SoteDiffusion V2
Property | Value |
---|---|
Model Type | Anime Image Generation |
Base Architecture | Würstchen V3 / Stable Cascade |
Training Data | 12M text-image pairs |
License | Fair AI Public License 1.0-SD |
Model URL | https://huggingface.co/Disty0/sotediffusion-v2 |
What is sotediffusion-v2?
SoteDiffusion V2 is a specialized anime-focused image generation model that builds upon the Würstchen V3/Stable Cascade architecture. The model was trained using full FP32 precision and MAE Loss on a robust dataset of 12 million text-image pairs, utilizing 8 H100 80GB SXM5 GPUs. This implementation represents a significant advancement in anime-style image generation, incorporating both WD tags and natural language captions.
Implementation Details
The model employs a three-stage architecture (Stage A, B, and C) with specific optimizations for anime image generation.
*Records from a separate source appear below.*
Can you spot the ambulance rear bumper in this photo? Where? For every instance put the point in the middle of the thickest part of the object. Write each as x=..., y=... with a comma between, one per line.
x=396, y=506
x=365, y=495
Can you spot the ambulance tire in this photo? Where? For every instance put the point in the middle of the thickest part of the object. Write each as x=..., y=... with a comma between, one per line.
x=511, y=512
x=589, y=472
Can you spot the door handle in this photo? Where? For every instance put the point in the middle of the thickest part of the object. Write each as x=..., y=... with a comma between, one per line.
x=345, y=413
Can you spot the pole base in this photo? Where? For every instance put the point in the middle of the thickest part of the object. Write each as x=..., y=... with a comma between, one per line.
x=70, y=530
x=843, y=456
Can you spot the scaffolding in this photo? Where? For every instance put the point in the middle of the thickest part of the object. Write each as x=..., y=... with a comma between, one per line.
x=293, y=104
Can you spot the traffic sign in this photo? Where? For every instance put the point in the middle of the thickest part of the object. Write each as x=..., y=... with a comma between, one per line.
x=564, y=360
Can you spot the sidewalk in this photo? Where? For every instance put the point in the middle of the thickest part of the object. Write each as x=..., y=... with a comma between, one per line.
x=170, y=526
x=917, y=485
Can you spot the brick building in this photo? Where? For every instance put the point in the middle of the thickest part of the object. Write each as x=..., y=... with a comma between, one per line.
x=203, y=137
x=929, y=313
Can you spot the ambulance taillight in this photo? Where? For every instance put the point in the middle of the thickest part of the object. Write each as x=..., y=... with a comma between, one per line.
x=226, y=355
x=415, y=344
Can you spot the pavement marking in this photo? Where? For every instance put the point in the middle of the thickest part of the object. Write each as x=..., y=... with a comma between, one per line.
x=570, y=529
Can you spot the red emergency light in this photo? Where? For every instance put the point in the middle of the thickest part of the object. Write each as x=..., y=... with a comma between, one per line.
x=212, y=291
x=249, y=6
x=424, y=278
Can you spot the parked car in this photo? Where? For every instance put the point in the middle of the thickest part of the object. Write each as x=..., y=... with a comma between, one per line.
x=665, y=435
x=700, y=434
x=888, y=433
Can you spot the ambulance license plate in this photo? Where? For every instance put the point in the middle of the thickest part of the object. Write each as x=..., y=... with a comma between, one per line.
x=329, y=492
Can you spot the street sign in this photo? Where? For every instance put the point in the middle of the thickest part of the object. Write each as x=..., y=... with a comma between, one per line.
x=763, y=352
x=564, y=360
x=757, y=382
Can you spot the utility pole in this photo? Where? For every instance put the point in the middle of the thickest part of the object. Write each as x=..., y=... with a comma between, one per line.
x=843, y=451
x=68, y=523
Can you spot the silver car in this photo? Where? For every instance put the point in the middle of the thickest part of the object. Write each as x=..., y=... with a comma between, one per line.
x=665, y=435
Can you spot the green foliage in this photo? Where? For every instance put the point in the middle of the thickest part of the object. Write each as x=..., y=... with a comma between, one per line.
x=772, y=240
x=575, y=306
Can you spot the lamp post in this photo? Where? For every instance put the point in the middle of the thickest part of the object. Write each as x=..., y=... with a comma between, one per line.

It uses sophisticated prompt encoding techniques and supports multiple deployment platforms including ComfyUI, SD.Next, and Diffusers.
- Stage C uses DPMPP 2M sampler with 28 steps and 6.0 CFG
- Stage B employs LCM with Exponential scheduler, 14 steps and 1.0 CFG
- Supports various resolutions (multiples of 128)
- Implements advanced aesthetic and quality tag systems
Core Capabilities
- High-quality anime image generation with detailed character features
- Support for long prompts with sophisticated encoding
- Multiple quality levels and aesthetic scoring system
- Specialized handling of anime-specific attributes and style elements
Frequently Asked Questions
Q: What makes this model unique?
The model combines advanced Würstchen V3 architecture with specialized anime training, using a sophisticated tag system and full FP32 precision training. It includes a comprehensive aesthetic scoring system and quality classification.
Q: What are the recommended use cases?
The model excels at generating high-quality anime illustrations, particularly character-focused images. It's best suited for anime-style artwork and illustrations, though it may require "realistic" in negative prompts to avoid realistic renderings.